The Temple of Literature is one big tribute to that wily old Chinese wisecracker, Confucius. Never a favourite of mine, he went down very well in the Orient, and apparently even Uncle Ho gave him a go. Before there were any schools, the wealthy could come here to learn how to be gentlemen (a contradiction in terms really).

The Museum of History recounts much of Vietnamese history up to the French period. Nice building though it is, it isn't a patch on some of its counterparts in Europe, though there are some nice Champa pieces (though where they got their representation of a lion I'll never know). Also their representations of the 'mythical bird', the Garuda, make you realise male preoccupations with female anatomy haven't changed much in millenia.

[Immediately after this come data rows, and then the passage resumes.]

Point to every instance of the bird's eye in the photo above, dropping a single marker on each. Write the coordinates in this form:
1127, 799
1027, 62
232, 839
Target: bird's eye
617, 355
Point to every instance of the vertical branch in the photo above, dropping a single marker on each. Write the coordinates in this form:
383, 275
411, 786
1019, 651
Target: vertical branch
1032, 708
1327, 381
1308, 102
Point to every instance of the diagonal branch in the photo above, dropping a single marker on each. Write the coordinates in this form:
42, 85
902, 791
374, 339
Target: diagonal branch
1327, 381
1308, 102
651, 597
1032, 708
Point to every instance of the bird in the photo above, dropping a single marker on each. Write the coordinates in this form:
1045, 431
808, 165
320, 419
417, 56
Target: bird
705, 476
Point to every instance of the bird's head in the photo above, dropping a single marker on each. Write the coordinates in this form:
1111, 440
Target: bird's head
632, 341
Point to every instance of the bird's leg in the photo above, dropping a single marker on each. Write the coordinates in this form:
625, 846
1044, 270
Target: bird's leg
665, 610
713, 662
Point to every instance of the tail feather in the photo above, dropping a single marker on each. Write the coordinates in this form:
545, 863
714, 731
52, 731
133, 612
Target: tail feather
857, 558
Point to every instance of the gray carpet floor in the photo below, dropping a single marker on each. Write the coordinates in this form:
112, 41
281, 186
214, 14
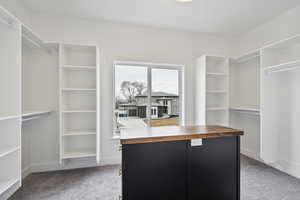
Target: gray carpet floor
258, 182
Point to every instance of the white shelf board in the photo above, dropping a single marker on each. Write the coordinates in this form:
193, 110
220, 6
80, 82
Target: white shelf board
9, 117
283, 66
253, 111
216, 74
31, 115
8, 150
78, 155
78, 132
79, 111
248, 56
78, 89
6, 185
35, 113
216, 91
75, 67
216, 108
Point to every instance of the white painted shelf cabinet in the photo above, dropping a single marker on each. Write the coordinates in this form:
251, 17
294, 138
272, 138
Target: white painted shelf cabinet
10, 106
280, 81
79, 101
245, 101
228, 93
212, 94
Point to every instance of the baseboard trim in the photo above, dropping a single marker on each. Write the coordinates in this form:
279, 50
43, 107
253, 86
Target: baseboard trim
72, 164
288, 167
112, 160
251, 154
26, 171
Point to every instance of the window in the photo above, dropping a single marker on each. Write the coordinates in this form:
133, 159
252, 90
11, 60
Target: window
135, 107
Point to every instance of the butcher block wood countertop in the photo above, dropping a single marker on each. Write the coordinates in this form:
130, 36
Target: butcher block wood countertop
175, 133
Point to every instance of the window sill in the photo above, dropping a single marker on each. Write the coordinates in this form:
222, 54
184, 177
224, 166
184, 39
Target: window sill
116, 137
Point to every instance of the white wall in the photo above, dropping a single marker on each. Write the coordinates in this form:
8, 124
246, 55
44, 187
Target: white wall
136, 43
281, 27
17, 8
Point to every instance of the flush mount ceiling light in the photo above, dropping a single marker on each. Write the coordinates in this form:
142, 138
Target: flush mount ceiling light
184, 1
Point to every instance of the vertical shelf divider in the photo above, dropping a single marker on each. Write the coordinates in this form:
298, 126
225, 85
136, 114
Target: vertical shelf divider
79, 109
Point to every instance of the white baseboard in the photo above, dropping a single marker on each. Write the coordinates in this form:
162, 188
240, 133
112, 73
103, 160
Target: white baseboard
251, 154
288, 167
291, 168
26, 171
73, 164
113, 160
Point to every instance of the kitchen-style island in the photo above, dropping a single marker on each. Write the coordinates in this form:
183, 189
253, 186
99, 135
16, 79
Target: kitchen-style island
181, 163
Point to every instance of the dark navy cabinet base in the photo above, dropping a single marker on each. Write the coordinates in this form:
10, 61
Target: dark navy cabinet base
177, 171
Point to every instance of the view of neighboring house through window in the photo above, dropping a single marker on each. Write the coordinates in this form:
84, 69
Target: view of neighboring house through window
135, 107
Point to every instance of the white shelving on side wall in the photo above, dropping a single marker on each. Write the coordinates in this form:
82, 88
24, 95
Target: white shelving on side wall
79, 102
212, 90
245, 100
10, 107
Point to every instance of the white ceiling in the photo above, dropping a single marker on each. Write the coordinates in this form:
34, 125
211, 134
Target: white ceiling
212, 16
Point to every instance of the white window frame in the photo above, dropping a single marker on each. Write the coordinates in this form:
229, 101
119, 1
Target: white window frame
150, 66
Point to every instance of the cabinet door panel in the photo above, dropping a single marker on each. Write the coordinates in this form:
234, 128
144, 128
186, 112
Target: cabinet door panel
155, 171
214, 169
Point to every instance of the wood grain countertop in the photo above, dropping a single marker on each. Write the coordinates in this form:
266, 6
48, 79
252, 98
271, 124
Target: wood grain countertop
174, 133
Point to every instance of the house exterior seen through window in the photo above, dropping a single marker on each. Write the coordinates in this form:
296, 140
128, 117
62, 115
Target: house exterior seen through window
136, 107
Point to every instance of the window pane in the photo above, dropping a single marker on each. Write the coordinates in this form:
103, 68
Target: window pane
165, 97
130, 94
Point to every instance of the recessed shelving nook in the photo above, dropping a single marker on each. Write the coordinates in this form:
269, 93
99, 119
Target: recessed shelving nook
79, 102
244, 101
280, 101
212, 90
10, 107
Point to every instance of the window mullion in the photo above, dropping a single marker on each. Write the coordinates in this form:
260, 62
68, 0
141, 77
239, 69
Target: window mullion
149, 88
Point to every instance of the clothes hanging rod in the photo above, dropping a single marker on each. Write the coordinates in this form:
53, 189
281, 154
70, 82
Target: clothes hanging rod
283, 67
247, 59
282, 70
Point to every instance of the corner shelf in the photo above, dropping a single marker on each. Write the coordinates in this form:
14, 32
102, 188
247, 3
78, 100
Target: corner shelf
79, 102
247, 57
79, 111
2, 118
217, 109
31, 115
250, 111
78, 132
216, 91
74, 67
78, 89
216, 74
283, 67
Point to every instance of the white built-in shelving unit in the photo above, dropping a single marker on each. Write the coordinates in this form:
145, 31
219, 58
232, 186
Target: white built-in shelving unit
245, 100
79, 101
10, 107
280, 99
212, 100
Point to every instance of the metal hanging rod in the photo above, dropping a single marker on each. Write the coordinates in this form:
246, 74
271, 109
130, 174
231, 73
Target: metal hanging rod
283, 67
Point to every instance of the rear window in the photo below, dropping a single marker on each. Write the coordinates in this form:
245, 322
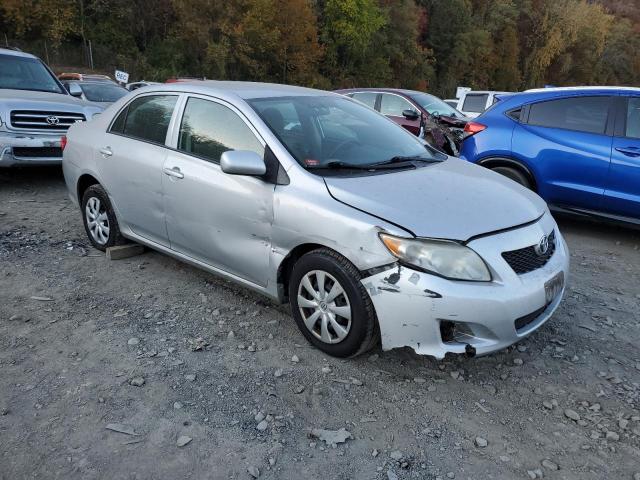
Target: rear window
583, 114
475, 103
633, 118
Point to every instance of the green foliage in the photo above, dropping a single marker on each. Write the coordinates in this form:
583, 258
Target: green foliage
425, 44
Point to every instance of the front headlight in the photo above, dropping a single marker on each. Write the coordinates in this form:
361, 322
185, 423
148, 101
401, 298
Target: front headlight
441, 257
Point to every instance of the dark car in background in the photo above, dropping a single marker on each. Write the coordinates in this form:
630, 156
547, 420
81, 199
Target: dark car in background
422, 114
577, 147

The Museum of the Revolution is harder stuff altogether. Comprised mainly of photographs it gives a jigsaw view of events since the arrival of the French to the departure of the USA. True, there is obviously party spin to everything, and Saint Ho gets a lot of press (confusingly using his many alias without any real explanation), but sometimes the pictures speak for themselves; a grinning Tricky Dicky (Vice-President at the time) inspects French troops in 1954; French-Japanese troops deal out some massacres; British troops arrive to support the French colonial effort; American soldiers train the South Vietnamese (again in the 50's). The same old culprits for the same old reasons. Nevertheless I saw at least one celebratory picture of North Vietnamese communists that had obviously been altered for some reason, with certain figures inexpertly painted in. Nothing is ever simple.

Oh, and there are a lot of weddings here. Quite apart from the many wedding shops, there were two bridal couples posing on the steps of the Opera House. (Later in Hue I saw a fetching bride, looking very cheesed off, being deposited alone by the side of the road by a moped).